Ze stonden vaker in hetzelfde stuk, maar speelden nooit zo direct met elkaar als in ‘Kale bomen ruisen niet’ van Magne van den Berg. José Kuijpers en Ria Marks, twee actrices met al bijna evenveel carrière voor zich als achter zich, behoren tot een bijzondere soort in het Nederlandse theater.
Het is misschien een ongeëmancipeerde vraag, maar hebben jullie er bezwaar tegen als ik in het artikel jullie leeftijden noem?
Ria Marks: ,,Voor Theatermaker vind ik het niet erg. Zolang het er maar niet expliciet over hoeft te gaan. Dan krijg je dat mensen gaan zeggen: o, ben je al 54 en kan je dan nog op je hoofd staan?”
José Kuijpers: ,,Enig, wat ben je lenig.”
Ria Marks: ,,Het hoeft er voor mij dus niet in. Je moet niet naar aanleiding van een leeftijd gaan kijken wat iemand nog wel of niet kan.”
Marks&Kuijpers schelen vier jaar en vallen helemaal in de doelgroep van ‘Een kwestie van lef’, Joyce Roodnats nieuwe ‘stijlgids voor vrouwen van tussen de 40+ en 60-‘: ze zien er goed uit, werken zich een slag in de rondte en zijn niet te beroerd voor een vrolijke flirt.
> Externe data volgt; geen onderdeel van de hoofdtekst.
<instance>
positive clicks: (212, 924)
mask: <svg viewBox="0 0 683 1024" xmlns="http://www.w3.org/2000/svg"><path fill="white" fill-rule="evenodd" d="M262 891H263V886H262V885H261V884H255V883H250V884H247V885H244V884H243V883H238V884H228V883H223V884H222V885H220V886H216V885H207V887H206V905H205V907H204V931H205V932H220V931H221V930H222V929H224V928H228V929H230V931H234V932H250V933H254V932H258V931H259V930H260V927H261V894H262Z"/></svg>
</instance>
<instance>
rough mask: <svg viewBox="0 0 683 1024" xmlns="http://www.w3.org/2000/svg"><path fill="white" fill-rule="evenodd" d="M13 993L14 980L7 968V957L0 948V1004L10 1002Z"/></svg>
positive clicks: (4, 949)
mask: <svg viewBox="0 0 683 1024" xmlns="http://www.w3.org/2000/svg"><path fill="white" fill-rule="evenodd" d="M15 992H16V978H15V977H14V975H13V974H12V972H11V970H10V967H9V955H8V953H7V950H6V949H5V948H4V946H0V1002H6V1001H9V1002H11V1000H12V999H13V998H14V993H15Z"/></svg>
Wanneer ze op het terras van het Amsterdamse restaurant Dauphine tv-personality Rob Kamphues aanzien voor de verslaggever heeft Marks zich al over diens tafeltje gevleid.
Voldoende lef voor een gulle lach hebben ze. Voldoende lef ook, om in het theaterduet ‘Kale bomen ruisen niet’ de hele tijd in eenvoudig ondergoed rond te lopen. ,,We hebben ook nog wel eens geprobeerd om het helemaal naakt te doen”, vertelt Ria Marks eenmaal binnen in het restaurant. ,,Maar dat werkte niet echt.” ,,We wilden alles uitproberen”, vult José Kuijpers aan. Marks: ,,We waren Jetse Batelaan, onze regisseur, zeer goed gezind.” En het voelt uiteindelijk geen moment gênant, vertelt José Kuijpers: ,,We gaan er toch vanuit dat de mensen in de zaal na een tijdje vergeten hoe we eruit zien, en zich uitsluitend nog met het gebeuren bezighouden.”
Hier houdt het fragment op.